In a previous report, we found that LDHA expression increased through the CK2/PKM2/LDHA axis29. In this study, the results from isotope tracer analysis supported that high levels of CK2 drive the Warburg effect in the cells, causing an increase in the lactate generation by LDHA. Similarly, recent reports have suggested that high levels of lactate derived from aerobic glycolysis not only promote the destruction of adherence junctions, but also increase the metastatic potential by the induction of extracellular acidification35. An acidic pH was also reported to induce tumor cell motility and suppress cytokine release and monocyte migration; thus, it is linked to metastasis, tumor recurrence, and poor prognosis in some cancer patients36,37. Our results also changed to acid pH in the Cα OE cells more rapidly than control cells (data not shown). In our present results, the abilities of migration and invasion of Cα OE cells increased, which were suppressed by FX11, an LDHA inhibitor (Fig. 4).

Mitochondrial oxidative phosphorylation is a major source of ROS generation38. The inhibition of LDHA was reported to induce oxidative stress and suppress tumor progression14. Our results show that the amplification of the conversion from pyruvate to oxaloacetate by overexpression of CK2 leads to citrate accumulation and promotes LDHA level. As previous reports suggested, shRNA-mediated knockdown of LDHA, a key mediator of aerobic glycolysis, promotes the production of ROS in mitochondria and reduces proliferation and motility13. Our results also showed that ROS generation increased after LKO, followed by the reduction of migration and invasion, which were increased again by NAC (Fig. 5). DM-α-KG was supplied as an energy donor of the TCA cycle in this cell, but migration and invasion failed probably because ROS had a functional effect on the cellular pathway (Supplemental Fig. S11). Various cancer cells with high CK2 kinase activity showed Glc requirement and increased endogenous LDHA expression (Fig. 6). Reduction of migration and invasion via LDHA inhibition by FX11 is considered a potentially attainable and acceptable therapy for CK2α-dependent tumors.
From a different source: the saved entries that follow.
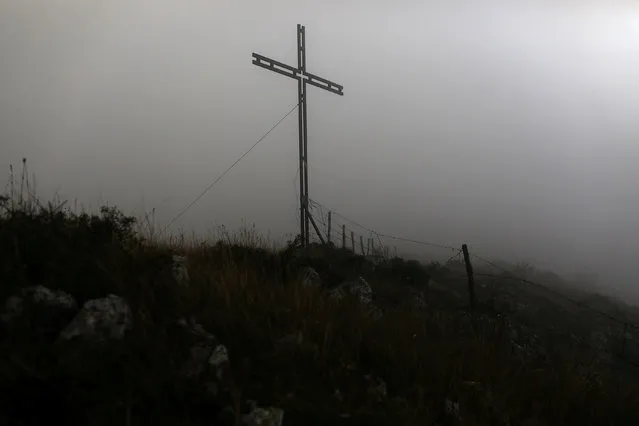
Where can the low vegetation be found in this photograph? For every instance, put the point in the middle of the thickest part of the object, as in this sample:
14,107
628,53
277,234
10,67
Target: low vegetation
323,362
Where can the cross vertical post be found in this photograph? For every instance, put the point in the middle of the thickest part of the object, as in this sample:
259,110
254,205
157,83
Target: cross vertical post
303,78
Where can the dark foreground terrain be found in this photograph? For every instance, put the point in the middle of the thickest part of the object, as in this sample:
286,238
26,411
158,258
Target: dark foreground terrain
100,327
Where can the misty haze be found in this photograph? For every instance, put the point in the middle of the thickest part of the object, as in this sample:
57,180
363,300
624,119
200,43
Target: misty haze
511,128
507,128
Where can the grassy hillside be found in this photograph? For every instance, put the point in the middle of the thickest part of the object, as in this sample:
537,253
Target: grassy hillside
322,361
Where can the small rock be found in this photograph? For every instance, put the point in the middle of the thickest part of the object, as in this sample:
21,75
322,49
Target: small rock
38,296
109,317
264,417
359,288
310,278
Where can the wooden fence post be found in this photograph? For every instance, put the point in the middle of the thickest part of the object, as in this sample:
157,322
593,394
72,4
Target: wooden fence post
343,236
471,278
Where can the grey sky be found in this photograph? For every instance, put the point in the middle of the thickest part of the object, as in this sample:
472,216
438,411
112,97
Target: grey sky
511,127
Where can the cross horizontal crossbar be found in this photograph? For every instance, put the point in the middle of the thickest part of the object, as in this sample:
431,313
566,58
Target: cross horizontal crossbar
289,71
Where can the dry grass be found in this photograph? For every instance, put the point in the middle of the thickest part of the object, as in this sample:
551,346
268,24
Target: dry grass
289,346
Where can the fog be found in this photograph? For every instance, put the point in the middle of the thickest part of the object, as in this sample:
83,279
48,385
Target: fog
511,127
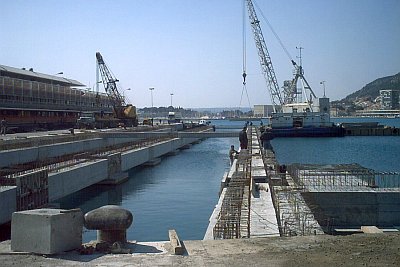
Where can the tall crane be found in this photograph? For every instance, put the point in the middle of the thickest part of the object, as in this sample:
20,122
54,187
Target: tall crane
265,59
126,113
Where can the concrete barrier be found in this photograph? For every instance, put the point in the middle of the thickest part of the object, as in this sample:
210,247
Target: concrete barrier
46,231
8,203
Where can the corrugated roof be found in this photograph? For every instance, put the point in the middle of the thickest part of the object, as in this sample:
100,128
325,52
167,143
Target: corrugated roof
34,74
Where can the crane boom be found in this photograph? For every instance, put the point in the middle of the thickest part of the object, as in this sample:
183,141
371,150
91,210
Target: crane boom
125,113
265,59
109,82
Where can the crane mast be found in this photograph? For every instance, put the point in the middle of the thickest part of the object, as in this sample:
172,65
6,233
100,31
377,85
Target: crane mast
110,83
125,113
265,59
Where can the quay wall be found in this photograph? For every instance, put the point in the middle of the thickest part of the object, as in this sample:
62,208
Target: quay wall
38,153
7,206
137,157
72,179
76,178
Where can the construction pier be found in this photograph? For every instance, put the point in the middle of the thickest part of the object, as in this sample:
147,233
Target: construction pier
258,197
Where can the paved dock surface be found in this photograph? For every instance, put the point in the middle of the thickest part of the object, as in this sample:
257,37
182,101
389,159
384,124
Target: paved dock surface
320,250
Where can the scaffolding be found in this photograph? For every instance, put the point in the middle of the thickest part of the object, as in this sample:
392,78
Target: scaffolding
295,216
342,177
233,220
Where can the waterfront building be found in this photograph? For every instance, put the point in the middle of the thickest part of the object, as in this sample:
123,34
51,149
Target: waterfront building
389,99
32,100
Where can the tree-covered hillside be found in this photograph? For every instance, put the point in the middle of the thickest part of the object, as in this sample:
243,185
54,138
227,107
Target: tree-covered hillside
371,90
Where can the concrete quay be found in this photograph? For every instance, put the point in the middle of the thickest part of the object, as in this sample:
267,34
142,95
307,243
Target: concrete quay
320,250
82,170
257,217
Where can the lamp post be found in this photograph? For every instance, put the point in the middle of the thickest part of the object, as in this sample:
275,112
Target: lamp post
323,83
151,93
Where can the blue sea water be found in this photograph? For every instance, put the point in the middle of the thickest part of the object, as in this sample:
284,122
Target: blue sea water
181,192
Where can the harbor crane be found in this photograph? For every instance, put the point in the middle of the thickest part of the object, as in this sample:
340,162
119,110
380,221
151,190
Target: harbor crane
289,94
125,113
265,59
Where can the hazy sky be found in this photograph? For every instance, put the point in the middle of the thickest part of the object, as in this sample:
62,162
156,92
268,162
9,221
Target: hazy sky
193,48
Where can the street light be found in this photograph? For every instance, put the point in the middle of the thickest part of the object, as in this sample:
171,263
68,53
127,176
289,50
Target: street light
323,83
151,93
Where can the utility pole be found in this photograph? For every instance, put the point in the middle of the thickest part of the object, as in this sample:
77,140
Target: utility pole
152,111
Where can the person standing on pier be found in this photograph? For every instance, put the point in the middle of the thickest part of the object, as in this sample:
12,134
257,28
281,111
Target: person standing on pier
232,153
3,126
266,138
243,138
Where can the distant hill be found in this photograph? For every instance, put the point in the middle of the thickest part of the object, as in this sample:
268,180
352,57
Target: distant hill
371,90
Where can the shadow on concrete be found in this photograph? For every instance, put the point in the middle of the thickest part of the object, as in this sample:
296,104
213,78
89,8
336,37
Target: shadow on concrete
75,256
138,248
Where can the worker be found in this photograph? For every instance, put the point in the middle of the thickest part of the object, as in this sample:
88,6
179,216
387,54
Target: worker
3,126
243,138
232,153
266,138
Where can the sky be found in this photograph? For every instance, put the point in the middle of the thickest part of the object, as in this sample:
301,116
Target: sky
193,49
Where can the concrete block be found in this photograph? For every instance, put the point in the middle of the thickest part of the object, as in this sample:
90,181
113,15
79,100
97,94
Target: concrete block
8,202
46,231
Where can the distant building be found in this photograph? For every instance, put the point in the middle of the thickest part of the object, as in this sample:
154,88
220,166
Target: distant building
389,99
262,110
32,100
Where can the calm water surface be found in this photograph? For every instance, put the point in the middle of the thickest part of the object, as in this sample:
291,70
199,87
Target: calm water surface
181,191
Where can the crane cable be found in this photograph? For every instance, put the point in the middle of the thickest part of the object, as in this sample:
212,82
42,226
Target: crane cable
275,34
244,75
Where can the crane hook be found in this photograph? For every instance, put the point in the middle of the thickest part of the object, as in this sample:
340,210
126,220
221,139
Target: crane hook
244,78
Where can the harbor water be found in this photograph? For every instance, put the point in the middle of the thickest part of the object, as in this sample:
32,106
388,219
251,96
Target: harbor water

In conclusion, we proposed that high levels of CK2α reprogrammed cells to preferentially utilize glycolytic metabolism; this was confirmed by carbon labeling experiment using 13C-Glc or 13C-Gln as stable isotope tracers. The high expression of LDHA following these metabolic alterations increased the migration and invasion of cancer cells. Our present results provide a critical example that abnormalities occurring at the genetic level in a specific protein such as CK2α, make cancer cells alter their cellular carbon metabolism, which is considered a therapeutic target pathway. Finally, these results demonstrate for the first time that CK2α mediates LDHA expression and increases migration as well as invasion in human cancer cells. The CK2-LDHA axis, therefore, shows promise as an excellent metabolic target for cancer therapy.